Si des relations de coopération avec les acteurs intervenant dans le secteur du logement s'imposent, elles ne sauraient s'inscrire dans une logique purement financière, comme cela risque d'advenir si le Crédit foncier est cédé au privé.

Comment ne pas entendre les organisations syndicales du Crédit foncier quand elles montrent l'intérêt collectif de la constitution d'un pôle public dédié au financement du logement social et de l'accession à la propriété ? Le livret A, accusé par l'Association française des banques de favoriser outrageusement les caisses d'épargne, le Crédit mutuel et La Poste, doit être pérennisé. Il sert une épargne éminemment populaire - 50 % des livrets ont un encours inférieur à 1 000 francs - qui mérite d'être protégée. Mais c'est aussi une collecte de ressources de quelque 710 milliards de francs pouvant être mobilisée plus efficacement, en priorité pour le logement social et, comme nous le revendiquons, pour d'autres financements d'intérêt général participant à l'aménagement du territoi re et au développement de l'emploi.

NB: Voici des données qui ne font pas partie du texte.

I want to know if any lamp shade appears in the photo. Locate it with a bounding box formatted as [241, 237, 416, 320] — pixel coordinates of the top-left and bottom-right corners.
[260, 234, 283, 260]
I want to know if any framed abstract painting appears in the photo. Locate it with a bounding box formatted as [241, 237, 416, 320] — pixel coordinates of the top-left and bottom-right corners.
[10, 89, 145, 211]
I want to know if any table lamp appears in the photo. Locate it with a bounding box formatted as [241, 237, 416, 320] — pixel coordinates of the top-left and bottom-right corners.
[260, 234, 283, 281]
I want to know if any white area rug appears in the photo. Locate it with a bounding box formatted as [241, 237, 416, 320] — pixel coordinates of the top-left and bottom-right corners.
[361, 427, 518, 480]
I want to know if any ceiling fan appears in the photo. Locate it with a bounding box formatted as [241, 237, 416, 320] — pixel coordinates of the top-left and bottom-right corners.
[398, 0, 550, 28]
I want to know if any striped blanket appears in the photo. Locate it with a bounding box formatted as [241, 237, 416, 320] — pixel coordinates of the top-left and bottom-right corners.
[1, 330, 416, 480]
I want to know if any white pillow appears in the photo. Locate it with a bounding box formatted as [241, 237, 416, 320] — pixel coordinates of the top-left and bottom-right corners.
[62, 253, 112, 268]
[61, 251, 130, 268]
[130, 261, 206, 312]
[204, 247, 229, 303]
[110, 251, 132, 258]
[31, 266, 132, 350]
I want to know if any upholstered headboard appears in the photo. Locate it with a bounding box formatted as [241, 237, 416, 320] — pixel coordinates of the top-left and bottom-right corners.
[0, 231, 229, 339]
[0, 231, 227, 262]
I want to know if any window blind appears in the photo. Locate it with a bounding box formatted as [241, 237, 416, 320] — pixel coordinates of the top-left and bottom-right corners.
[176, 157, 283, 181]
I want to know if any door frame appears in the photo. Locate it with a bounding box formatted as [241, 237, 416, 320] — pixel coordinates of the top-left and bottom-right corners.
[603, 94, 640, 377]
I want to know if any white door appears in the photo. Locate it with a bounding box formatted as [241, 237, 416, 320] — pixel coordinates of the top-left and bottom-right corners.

Nous contestons le dogme selon lequel seuls les marchés financiers assureraient un financement optimum de l'économie.

Si l'argent placé sur ces marchés finit bien par s'investir quelque part, c'est au prix de transferts massifs de richesses et d'une pression comme jamais sur les salaires, l'emploi stable et qualifié. Une vraie compétitivité, pour une croissance durable, appelle à développer les qualifications et les dépenses pour les hommes en concrétisant une sécurité pour tous en termes d'emploi et de formation.

Pénaliser, comme nous le proposons, les placements financiers prédateurs s'opposerait à cette logique en dégageant des moyens pour abaisser de manière importante les taux consentis aux organismes HLM et aux collectivités locales, en prenant précisément appui sur l'épargne collectée par le livret A.

S'attaquer à la rente est indispensable. Mais il faut construire une alternative aux marchés financiers. La réussite de la politique nouvelle en particulier sur le terrain décisif de l'emploi est à ce prix. C'est aussi la condition d'une vraie sécurité financière.

Les dispositions du texte visant à prévenir les défaillances d'établissements financiers en renforçant les pouvoirs des autorités de contrôle ou à instituer des fonds de garantie mutualisant les risques sont significatives et témoignent que le risque de nouvelles turbulences financières est pris au sérieux.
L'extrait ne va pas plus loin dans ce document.